Now 969 walks over to the crescent rock, looking to the east as if hoping a few more wolves will come back to feed these hungry pups. She howls as if to say “no more breaks! Hurry up!” When the female howls, the pups howl, too. They are just too cute. I see three pups balanced, muzzles to the sky, balanced on the den porch. They howl again and then disappear back inside.

Now the un-collared gray male yearling shows up with something in his mouth. He heads to the den and I expect the pups to rush out, but instead the adult disappears inside the den and comes back out a little later without the morsel. He settles down on the den porch, resting from his labors.

969 keeps her vigil near the crescent rock, looking east, as if willing the other wolves to arrive.

On the burnt stump hill there are bighorn sheep, some grazing, some bedded. There are pronghorn roaming the rolling hills, and a few deer below the diagonal forest. And of course, the usual cranes in the river bottoms.

The morning has been cool and overcast but now the sun has risen and it putting out some heat. I could use a trip to Tower today to stock up on sandwiches and to get gas. Plus I need to clean the bugs off my windshield – the result of my drive through Paradise Valley in the evening.

So I bid goodbye to the Junctions and head to my car. When I’m at Tower I run into Bill W so we sit on the porch and chat about Broadway shows.

I am now headed back to Silver Gate for my nap. There are many pronghorn and bison in Lamar and a few deer again in the road just before Moose Meadow.

After dinner Laurie rides with me for an evening look at the pups.

At Footbridge we see a cow bison with a brand new baby – a very late delivery, as most bison cows give birth in late-April and early May. The umbilical is still attached and there are two “teenaged” cows with mom as well, perhaps the baby’s yearling and two-year-old sisters? They seem very interested in the tiny calf.

Just as we arrive at Slough a rain squall hits with some gusty wind. Once it passes, we set up in the lot. But I’m glad because having clouds makes it easier to see and the wind keeps the bugs away.

Tonight we have 3 black pups romping in the spring meadow. The grass is so high you can only see their backs and heads. We talk with some nice people from Denmark who are very excited to see these wolves. We also watch a bored kid from another family, maybe 10, walk away from the cars and people and start down the trail towards Bob’s Knob. Just then bison crests the hill. The boy stops in his tracks. He turns around and walks quickly back to the lot. The bison plods his way across the edge of the lot and into the next sage meadow. The 10 year old is not bored anymore!

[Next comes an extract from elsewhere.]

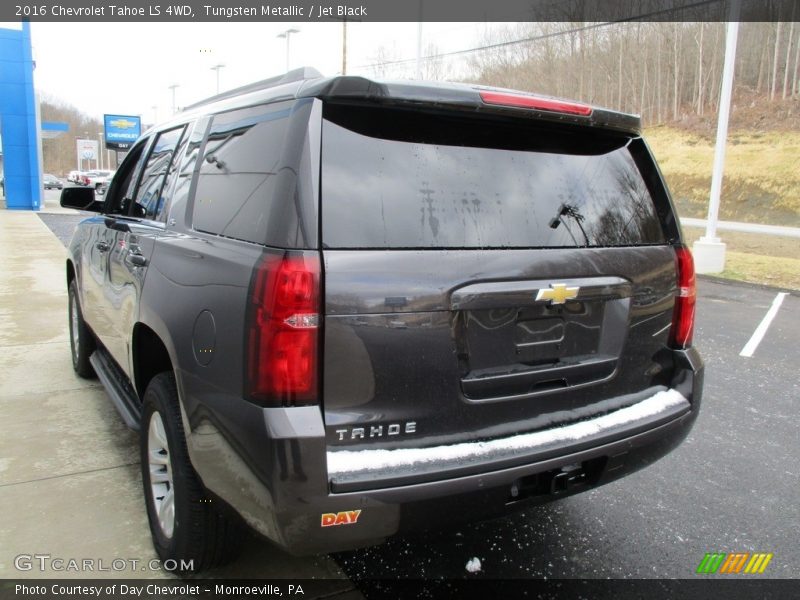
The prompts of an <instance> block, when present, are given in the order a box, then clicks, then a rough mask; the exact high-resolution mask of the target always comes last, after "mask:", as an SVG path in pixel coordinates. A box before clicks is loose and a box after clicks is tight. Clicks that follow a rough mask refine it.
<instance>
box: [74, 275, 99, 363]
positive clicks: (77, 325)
mask: <svg viewBox="0 0 800 600" xmlns="http://www.w3.org/2000/svg"><path fill="white" fill-rule="evenodd" d="M68 293H69V302H68V306H69V345H70V350H71V351H72V368H73V369H75V372H76V373H77V374H78V375H79V376H81V377H83V378H85V379H90V378H92V377H94V376H95V373H94V369H93V368H92V365H91V363H90V362H89V357H90V356H91V355H92V352H94V351H95V347H96V344H95V341H94V335H93V334H92V332H91V331H90V330H89V327H87V326H86V322H85V321H84V320H83V312H82V311H81V304H80V301H79V300H78V286H77V284H76V283H75V280H74V279H73V280H72V281H70V282H69V289H68Z"/></svg>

Laurie finds a black bear east of the diagonal forest and I wonder if it could be one of the three bears we saw the day before? But he does not approach the den area and moves higher on the hill then back to the east.

The pups have quieted down so we head back to Silver Gate, happy to have only one bison jam to deal with on the way.

Today I saw: 1 black bear, bison (and a newborn baby), cranes, coyote, deer, elk, geese, pronghorn, bighorn sheep, 13 wolves from two packs; 3 Lamars (including 965M, 926F, and Little T) and 10 Junctions (including 969, 907, two gray yearlings, 6 pups) and the spirit of Allison.